MedReadCtrl: Personalizing medical text generation with readability-controlled instruction learning
This work addresses the problem of effective human-AI communication in healthcare for patients and clinicians, offering a scalable solution to improve patient education and equitable access, though it is incremental as it builds on existing instruction tuning methods.
The paper tackled the challenge of personalizing and making medical text generation understandable by introducing MedReadCtrl, a readability-controlled instruction tuning framework, which achieved significantly lower readability errors than GPT-4 (e.g., 1.39 vs. 1.59 on ReadMe) and substantial gains on clinical tasks (e.g., +14.7 ROUGE-L, +6.18 SARI on MTSamples).

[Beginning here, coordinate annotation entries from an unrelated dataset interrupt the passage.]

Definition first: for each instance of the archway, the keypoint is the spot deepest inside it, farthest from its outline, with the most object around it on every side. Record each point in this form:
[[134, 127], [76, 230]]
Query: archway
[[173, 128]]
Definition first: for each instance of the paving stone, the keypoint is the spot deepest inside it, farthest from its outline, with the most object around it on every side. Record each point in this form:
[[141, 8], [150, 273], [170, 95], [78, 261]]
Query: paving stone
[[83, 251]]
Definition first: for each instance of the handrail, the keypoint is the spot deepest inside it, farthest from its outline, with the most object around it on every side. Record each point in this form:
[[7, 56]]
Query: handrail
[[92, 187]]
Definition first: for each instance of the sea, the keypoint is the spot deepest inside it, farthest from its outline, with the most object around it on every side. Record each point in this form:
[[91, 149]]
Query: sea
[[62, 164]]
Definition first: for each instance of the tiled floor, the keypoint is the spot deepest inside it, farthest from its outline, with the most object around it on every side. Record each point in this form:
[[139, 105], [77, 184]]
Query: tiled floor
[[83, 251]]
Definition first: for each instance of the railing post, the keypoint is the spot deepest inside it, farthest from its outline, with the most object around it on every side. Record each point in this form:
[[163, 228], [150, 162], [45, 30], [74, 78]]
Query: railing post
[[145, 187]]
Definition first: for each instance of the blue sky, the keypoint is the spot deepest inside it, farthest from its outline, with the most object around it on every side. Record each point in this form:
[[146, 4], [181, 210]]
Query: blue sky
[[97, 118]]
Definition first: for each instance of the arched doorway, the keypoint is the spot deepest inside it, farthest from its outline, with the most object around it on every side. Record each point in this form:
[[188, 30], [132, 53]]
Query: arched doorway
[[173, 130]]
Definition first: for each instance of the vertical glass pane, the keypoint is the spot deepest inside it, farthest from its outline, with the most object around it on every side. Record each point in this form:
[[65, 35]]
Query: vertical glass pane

Generative AI has demonstrated strong potential in healthcare, from clinical decision support to patient-facing chatbots that improve outcomes. A critical challenge for deployment is effective human-AI communication, where content must be both personalized and understandable. We introduce MedReadCtrl, a readability-controlled instruction tuning framework that enables LLMs to adjust output complexity without compromising meaning. Evaluations of nine datasets and three tasks across medical and general domains show that MedReadCtrl achieves significantly lower readability instruction-following errors than GPT-4 (e.g., 1.39 vs. 1.59 on ReadMe, p<0.001) and delivers substantial gains on unseen clinical tasks (e.g., +14.7 ROUGE-L, +6.18 SARI on MTSamples). Experts consistently preferred MedReadCtrl (71.7% vs. 23.3%), especially at low literacy levels. These gains reflect MedReadCtrl's ability to restructure clinical content into accessible, readability-aligned language while preserving medical intent, offering a scalable solution to support patient education and expand equitable access to AI-enabled care.